Despite this, the data also underscored the need for improvement in a number of critical areas, including health disparities and obesity rates. These two issues, as well as other key indicators of health, are top priorities of Healthy People 2020 (disclaimer: client).
“…Addressing health disparities continues to be our greatest challenge,” said Dr. Edward Sondik, Ph.D., director of the National Center for Health Statistics (NCHS). “…All Americans should be concerned that disparities among people from socially, economically or environmentally disadvantaged backgrounds have generally remained unchanged.”
The October issue of the World Health Organization’s (WHO) Bulletin is packed full of information on social determinants of health–including examples of work in progress and insights gained from around the world.
“Yes, there is a greater than 40-year spread in life expectancy among countries and dramatic social gradients in health within countries,” said Michael Marmot of University College London in his editorial. “But the evidence suggests that we can make great progress towards closing the health gap by improving, as the [World Health Organization’s Commission on Social Determinants of Health] put it, the conditions in which people are born, grow, live, work and age.”
The bulletin includes another editorial that highlights potential solutions to improving the social determinants of health, as well as a number of research articles and relevant news.
What are the Occupy Wall Street protests all about? Author Geoff Livingston describes its as a “groundswell of economic injustice.” Playing a role behind the scenes in economic and social injustice are social determinants of health and health disparities. Perhaps it’s time to bring them to the forefront.
The October issue of Health Affairs presents an agenda on fighting disparities. In it, Dr. Howard Koh, Assistant Secretary for HHS, discusses a key part of this agenda, HHS’ National Action Plan to Reduce Racial and Ethnic Health Disparities. Analysis and commentary on how health reform may impact health disparities is also provided. What might be most surprising is that one research study included in the issue, shares that only 59% of Americans are even aware that health disparities exist!
Meanwhile, our friends in Canada may be one step ahead. According to a recent study and as reported in BET, “blacks are equally healthy as their white counterparts.” BET went on to say:
“Thomas A. LaVeist, a co-author of the study and director of the Hopkins Center for Health Disparities Solutions in Baltimore says that he believes America’s history of treating Blacks as second-class citizens plays a large role in the Black-white health disparity that exists in the U.S.”

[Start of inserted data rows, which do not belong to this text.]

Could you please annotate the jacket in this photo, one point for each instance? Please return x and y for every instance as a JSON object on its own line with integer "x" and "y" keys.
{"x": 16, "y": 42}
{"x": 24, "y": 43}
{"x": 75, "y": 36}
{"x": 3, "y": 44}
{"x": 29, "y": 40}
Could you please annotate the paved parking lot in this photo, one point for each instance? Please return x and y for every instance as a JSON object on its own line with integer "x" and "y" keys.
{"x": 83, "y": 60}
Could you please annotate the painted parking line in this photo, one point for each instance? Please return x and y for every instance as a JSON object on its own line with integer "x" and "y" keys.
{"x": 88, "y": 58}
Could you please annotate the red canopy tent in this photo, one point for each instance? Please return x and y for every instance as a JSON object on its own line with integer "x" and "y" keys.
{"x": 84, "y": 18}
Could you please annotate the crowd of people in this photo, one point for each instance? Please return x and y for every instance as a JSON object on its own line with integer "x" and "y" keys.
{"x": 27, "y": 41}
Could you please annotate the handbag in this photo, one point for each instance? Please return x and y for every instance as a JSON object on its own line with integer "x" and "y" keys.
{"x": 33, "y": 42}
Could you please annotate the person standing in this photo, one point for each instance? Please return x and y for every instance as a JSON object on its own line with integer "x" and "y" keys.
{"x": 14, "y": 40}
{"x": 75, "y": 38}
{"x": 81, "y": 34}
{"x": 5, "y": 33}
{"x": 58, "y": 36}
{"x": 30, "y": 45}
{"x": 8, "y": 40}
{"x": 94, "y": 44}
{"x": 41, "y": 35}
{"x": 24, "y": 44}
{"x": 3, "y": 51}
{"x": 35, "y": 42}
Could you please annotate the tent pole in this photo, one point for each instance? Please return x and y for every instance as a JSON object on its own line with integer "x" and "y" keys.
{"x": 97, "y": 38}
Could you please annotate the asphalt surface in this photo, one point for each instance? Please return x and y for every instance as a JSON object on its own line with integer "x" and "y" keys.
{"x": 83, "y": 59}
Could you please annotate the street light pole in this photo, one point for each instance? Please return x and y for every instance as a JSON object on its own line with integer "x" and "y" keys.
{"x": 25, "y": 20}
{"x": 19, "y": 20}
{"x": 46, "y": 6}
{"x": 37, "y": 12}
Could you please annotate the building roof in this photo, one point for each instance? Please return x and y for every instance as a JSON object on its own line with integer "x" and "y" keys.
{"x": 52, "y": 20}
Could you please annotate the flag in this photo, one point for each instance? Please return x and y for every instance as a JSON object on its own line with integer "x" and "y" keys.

As a heads up, LaVeist also cautions taking the results at their surface as the the results could have significant limitations because the survey included just 729 Blacks, compared with more than 280,000 whites reported BET.
LaVeist also published another study about how place–and not necessarily race–contributes to health disparities. The study, based on a neighborhood in Baltimore composed equally of whites and blacks, found that within the integrated community, health disparities all but disappear. This suggests that as a Nation, we’ve been looking for answers on how to improve health the wrong way. Instead, we should be looking at what’s going on in certain communities that what’s going on within certain populations. As quoted in the Atlantic:
“Solutions to health disparities are likely to be found in broader societal policy and policy that is not necessarily what we would think of as health policy,” LaVeist says. “It’s housing policy, zoning policy, it’s policy that shapes the characteristics of communities.”